Senza ombra di dubbio la mia città e la Chiesa di San Giovanni che, affacciata direttamente sul mare, si erge a difesa dei marinai, quando per un buon pescato escono e sfidano il mare. Il liceo classico della mia città, che fa da sfondo a gran parte della storia, è un altro luogo importante. Il personaggio di Venere ha preso spunto da una professoressa che ha insegnato in quel liceo seppure se per una breve supplenza.
– Tornando all’elemento autobiografico. Cosa c’è di tuo e della tua storia personale in questo libro?

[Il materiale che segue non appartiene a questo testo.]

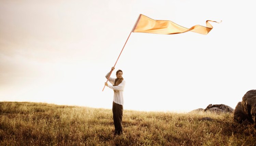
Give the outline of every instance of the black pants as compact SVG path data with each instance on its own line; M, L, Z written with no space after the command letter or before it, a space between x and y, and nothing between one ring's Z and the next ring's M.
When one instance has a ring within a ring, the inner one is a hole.
M113 102L112 111L113 112L113 119L115 125L115 133L118 134L123 133L123 105Z

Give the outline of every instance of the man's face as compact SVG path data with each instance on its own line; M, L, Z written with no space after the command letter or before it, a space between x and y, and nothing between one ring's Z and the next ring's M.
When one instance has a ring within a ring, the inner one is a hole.
M123 73L122 72L119 71L117 73L117 74L116 75L116 77L118 78L120 78L123 77Z

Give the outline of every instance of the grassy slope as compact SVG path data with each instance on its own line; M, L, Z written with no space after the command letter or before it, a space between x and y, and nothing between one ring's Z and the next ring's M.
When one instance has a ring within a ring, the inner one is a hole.
M208 117L211 121L202 120ZM112 111L42 103L0 102L1 145L254 145L252 125L231 114L125 110L114 136Z

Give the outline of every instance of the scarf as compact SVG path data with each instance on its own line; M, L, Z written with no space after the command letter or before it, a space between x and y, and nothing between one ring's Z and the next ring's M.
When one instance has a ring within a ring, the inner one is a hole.
M122 81L124 80L124 78L123 77L120 78L116 78L115 80L115 84L114 84L113 86L118 86L120 83L122 83Z

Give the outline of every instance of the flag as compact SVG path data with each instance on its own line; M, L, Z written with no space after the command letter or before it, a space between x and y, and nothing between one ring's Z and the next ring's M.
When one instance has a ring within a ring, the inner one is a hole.
M132 32L171 34L190 31L207 34L213 28L209 21L219 23L216 21L208 20L206 21L206 27L196 25L189 29L179 25L171 21L154 20L140 14Z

Sono cresciuta ascoltando i racconti di Pino, Mimì e Nina Andreoni sul fratello scomparso in mare. Pasquale era il più grande, il più bello tra loro dicevano. Era solare, aveva tanti amici, gli piaceva ballare, aveva studiato al liceo classico, era iscritto in giurisprudenza e aveva una fidanzata che attendeva il suo ritorno. Pasquale è scomparso in mare, inghiottito dalle acque. Niente corpo, niente funerale. Solo una lettera in cui è stato detto alla famiglia che era nel numero degli scomparsi. I tre fratelli hanno tentato, pur sapendo che fosse stato inutile, di cercarlo, di avere sue notizie, sperando che fosse magari smemorato in qualche remoto angolo di mondo. Ma Pasquale è rimasto lì, al largo della Libia, esattamente dove è affondato il Diana alle 11:15 del 29 giugno 1942.
Sua madre, donna Pia Caruso, vestì il nero per tutta la vita, come se la sua stessa vita si fosse fermata alla 11.15 di quel giorno. Gli altri figli si sposarono, lei diventò nonna, ma quel vestito nero e il volto spento divennero una costante nella sua vita.
Pasquale è un mio prozio.
– C’è un messaggio o un appello che vuoi lanciare a qualcuno?
Sì, vorrei trovare altri famigliari degli scomparsi nell’affondamento del Diana. C’è un blog in cui si lancia lo stesso appello, ma ancora siamo in pochi.